Indian forces killed the spokesman for Ansar Ghazwat-ul-Hind (AGH) during an operation on June 26. Shabir Ahmad Malik (also known as Abu Ubaidah) was intially a member of Lashkar-e-Tayyiba (LeT), but he defected to AGH, becoming a mouthpiece for the upstart al Qaeda group.
Al Qaeda has been poaching from Pakistani-backed jihadist organizations such as LeT. Al Qaeda’s goal is to create an independent jihadist presence in Jammu and Kashmir — one that is not beholden to the Pakistani state’s interests.
Abu Ubaidah’s death was first reported by pro-AGH Telegram channels shortly after he was killed on June 26. AGH subsequently confirmed his death in a statement released today. The message was posted online with an English translation.
AGH congratulates the people of Kashmir, India and the entire Subcontinent on the “martyrdom” of Abu Ubaidah and several other jihadis who were killed in recent counterterrorism operations.
Abu Ubaidah (Malik) was “martyred” while “fighting the polytheistic army,” AGH’s statement reads.
AGH lists the others killed as: Ahmad Mir (Arsha ul Haq), Hafiz Azad Ahmad Khanday (Samiullah Haq), Suhail Yousuf Bhat (Huzaif ul Haq) and Rafee Hassan (Imaam ul Haq). These “brothers attained martyrdom on” June 23 “while fighting the polytheistic army of India.”

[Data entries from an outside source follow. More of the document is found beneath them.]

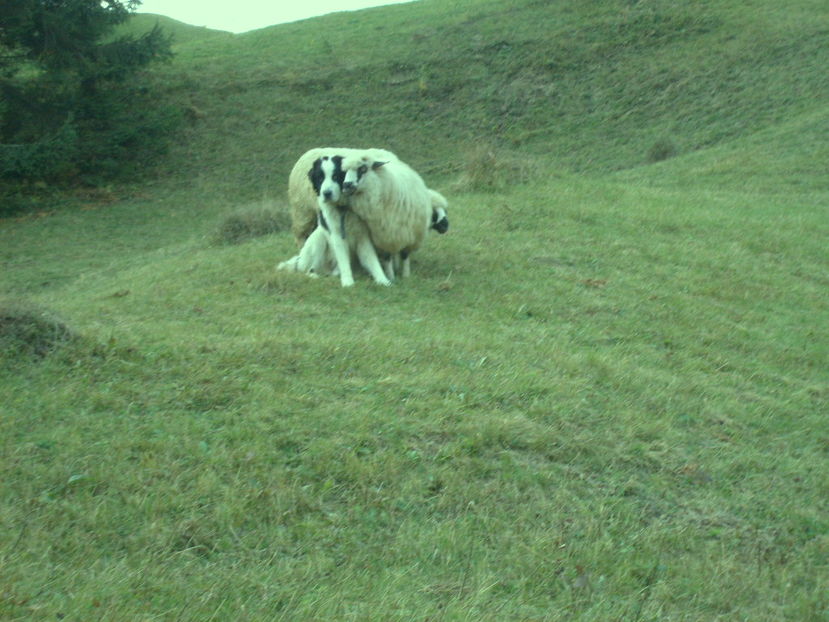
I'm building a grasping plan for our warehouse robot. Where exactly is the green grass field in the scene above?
[0,0,829,622]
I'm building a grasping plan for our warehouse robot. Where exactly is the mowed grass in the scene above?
[0,172,829,620]
[0,0,829,622]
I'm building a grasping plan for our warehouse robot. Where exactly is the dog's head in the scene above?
[431,207,449,233]
[308,156,345,203]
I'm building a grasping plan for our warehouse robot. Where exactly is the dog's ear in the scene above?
[308,158,325,196]
[328,156,345,185]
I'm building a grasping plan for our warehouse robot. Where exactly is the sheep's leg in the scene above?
[400,250,412,278]
[357,236,391,285]
[276,255,299,272]
[383,255,394,281]
[319,200,354,287]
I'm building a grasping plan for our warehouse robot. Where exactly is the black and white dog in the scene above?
[277,155,449,287]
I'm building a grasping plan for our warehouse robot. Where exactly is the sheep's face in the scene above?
[342,156,386,196]
[308,156,344,203]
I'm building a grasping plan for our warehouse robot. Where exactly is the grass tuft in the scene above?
[0,302,75,358]
[212,203,291,246]
[452,143,533,192]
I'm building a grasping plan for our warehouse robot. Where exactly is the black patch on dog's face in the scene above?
[308,156,345,196]
[308,158,325,196]
[432,212,449,233]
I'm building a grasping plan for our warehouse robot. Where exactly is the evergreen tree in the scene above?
[0,0,175,182]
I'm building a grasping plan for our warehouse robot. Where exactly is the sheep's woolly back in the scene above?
[342,154,434,253]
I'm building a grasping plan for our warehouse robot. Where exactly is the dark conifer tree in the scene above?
[0,0,175,184]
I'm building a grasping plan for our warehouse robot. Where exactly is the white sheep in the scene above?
[288,147,397,247]
[278,148,449,287]
[277,148,395,287]
[341,149,446,278]
[277,189,449,285]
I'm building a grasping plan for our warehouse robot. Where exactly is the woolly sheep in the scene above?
[278,147,449,287]
[288,147,397,247]
[277,148,391,287]
[342,149,446,276]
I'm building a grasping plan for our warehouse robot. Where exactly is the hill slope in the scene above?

The jihadists single out “Shaheed Arshad ul Haq and Shaheed Abu Ubaidah” for extra praise, saying the pair “stood for the slogan of Shariyat or Martyrdom even while facing numerous difficulties and hardships and became the firm part of independent Jihad.” These “martyrs have enlightened the path of Haq by their blood, which was earlier laid down by Shaheed Ameer Zakir Musa Rahimahullah.”
Zakir Musa was the first leader of AGH. He, too, was killed by Indian forces during an operation on May 23. Musa waged jihad under the slogan “Sharia or Martyrdom” — the same phrase mentioned in AGH’s obituary for Abu Ubaidah and others. The intent behind these to expose the supposedly nationalist goals of the Pakistani-backed groups fighting in Kashmir.
Musa originally belonged one of those organizations, Hizbul Mujahideen. But he ultimately ended up criticizing Hizbul Mujahideen’s leaders, claiming they were beholden to the Pakistani state’s interests.
Abu Ubaidah followed the same path as Musa. Both pro-AGH Telegram channels and a local police official report that he initially belonged to Lashkar-e-Tayyiba (LeT), which is supported by the Pakistani military and intelligence establishment, but also has ties to al Qaeda. The UN recently reported that LeT has a significant contingent fighting under the Taliban’s banner in Afghanistan and its men are also working in “close cooperation” with al Qaeda along the Afghanistan-Pakistan border.
Abu Ubaidah’s career on the main jihadi stage was short-lived. In early June, he released an audio recording in which he announced Musa’s death and said Abdul Hameed Lelhari had been named the new emir of AGH, with Ghazi Ibrahim serving as the deputy emir. That was Abu Ubaidah’s last recording for the public.
After Musa’s death, al Qaeda advertised its endorsement of AGH and incited Muslims to wage jihad in Kashmir. [See FDD’s Long War Journal report, Analysis: Al Qaeda eulogizes Zakir Musa, as his successor is named.]
Pro-AGH social media accounts also recently indicated that a jihadist from Kashmir had joined Al Qaeda in the Indian Subcontinent (AQIS) and died fighting in Ghazni, Afghanistan.